* CLSQL was not built for a web environment (A man can dream) and is not thread-safe. The clsql-helper[0] project was created to address this, among other things.
* CLSQL supports more databases. While CLSQL has its own bindings for every database (Like SQLAlchemy does, I think), Crane uses cl-dbi[1], which right now only supports the big three (Postgres, MySQL, SQLite3).
* Crane was originally conceived as a set of macros to reduce the verbosity of SQL, but I later decided it would be wiser to make it stand on its own.
* CLSQL's manual is what Crane's manual aspires to be. It's probably the most well-documented Common Lisp project.
* CLSQL only escapes strings, it doesn't do prepared statements, which is a huge security flaw.
CLSQL-Fluid [0][1] makes CLSQL thread-safe. (It also makes interesting reading as a clever use of CLOS.)
How is string escaping a huge security flaw? Certainly, you rely on the escaping being done correctly, which may be harder to get right than prepared statements, but assuming it's correct, it's just as secure, no?
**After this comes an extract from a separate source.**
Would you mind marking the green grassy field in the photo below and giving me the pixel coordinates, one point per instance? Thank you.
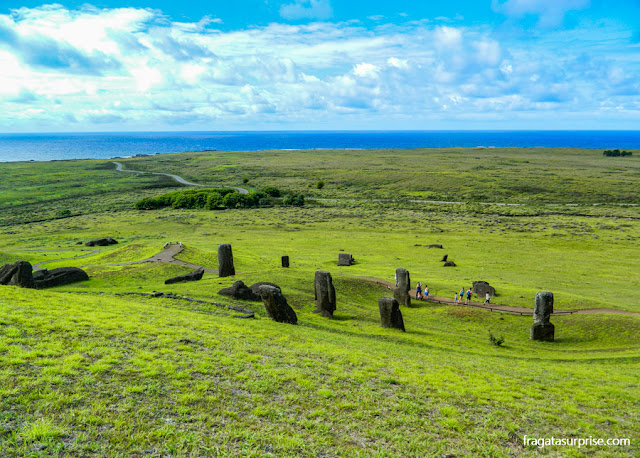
(89, 370)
I don't think most people have a solid sense of what is acceptable safety for dynamic SQL. The goal is to avoid injections, so you have to ensure that can't happen. If you have a reliable way to quote/escape literals (values and identifiers might have different syntax for this) you're good. It is risky, like all programming, to take matters into your own hands, but so is using a library you can't understand. Good luck.
CLSQL does the escaping itself. The question is whether a library that does prepared statements is reasonably expected to be safer than one that does escaping.
I haven't audited CLSQL's escaping myself, however. And I concede that using prepared statements takes one possible vulnerability off the table, which is nice. I was just wondering whether 'eudox had any specific reason to think that CLSQL's escaping was flawed.
Even assuming it's correct, I don't think that's a good enough guarantee. Prepared statements are as close as it gets to 'demonstrably correct', really smart escaping might be 'probably correct', but I will pick demonstrably over probably any day, especially in a web environment.